Last year, President Obama signed the Achieving a Better Life Experience (ABLE) Act into law. The ABLE Act created a new type of savings account designed to help people with disabilities save money without risking their eligibility for government benefits.
The Internal Revenue Service (IRS) has proposed some regulatory rules governing how the new program will run. The rules have been posted at the Federal Register for public comment before they become official.
Among other things, the rules would require:
- At the time the ABLE Act account is created, the beneficiary must provide evidence that they have a disability, such as a disability benefit verification letter from the Social Security Administration, or a diagnosis signed by a physician.
- According to the ABLE Act, the account must be used for "qualified disability expenses." The proposed IRS regulations interpret the term broadly, to include basic living expenses related to maintaining or improving health, independence, or quality of life. Qualified disability expenses would not be limited to medical necessities.

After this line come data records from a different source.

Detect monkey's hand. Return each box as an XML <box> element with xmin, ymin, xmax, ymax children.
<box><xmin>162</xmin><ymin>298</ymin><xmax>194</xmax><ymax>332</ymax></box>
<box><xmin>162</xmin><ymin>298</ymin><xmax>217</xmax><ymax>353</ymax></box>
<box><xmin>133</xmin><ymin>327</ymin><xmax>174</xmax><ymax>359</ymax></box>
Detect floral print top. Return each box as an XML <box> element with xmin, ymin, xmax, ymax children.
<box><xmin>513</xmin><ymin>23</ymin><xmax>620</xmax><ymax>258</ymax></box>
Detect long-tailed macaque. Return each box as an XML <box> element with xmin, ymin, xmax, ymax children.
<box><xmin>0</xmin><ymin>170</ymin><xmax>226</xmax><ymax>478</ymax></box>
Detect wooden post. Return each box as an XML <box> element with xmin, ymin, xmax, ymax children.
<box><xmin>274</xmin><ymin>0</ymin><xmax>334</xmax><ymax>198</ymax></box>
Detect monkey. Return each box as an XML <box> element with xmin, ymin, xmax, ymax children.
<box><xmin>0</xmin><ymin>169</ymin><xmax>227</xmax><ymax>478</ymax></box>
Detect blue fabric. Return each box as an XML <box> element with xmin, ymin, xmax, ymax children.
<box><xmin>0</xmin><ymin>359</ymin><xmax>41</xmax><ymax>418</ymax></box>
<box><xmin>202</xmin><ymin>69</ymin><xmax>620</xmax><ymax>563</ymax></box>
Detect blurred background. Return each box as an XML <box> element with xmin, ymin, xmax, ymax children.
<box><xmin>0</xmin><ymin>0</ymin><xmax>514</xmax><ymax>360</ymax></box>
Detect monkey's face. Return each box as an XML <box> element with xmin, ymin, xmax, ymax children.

If this issue is important to you, you can read the proposed regulations and share your thoughts at the Federal Register here: https://www.federalregister.gov/articles/2015/06/22/2015-15280/guidance-under-section-529a-qualified-able-programs
The IRS has specifically requested comments on what types of expenses should be considered "qualified disability expenses" and under what circumstances. However, people are welcome to comment on any area of the regulations.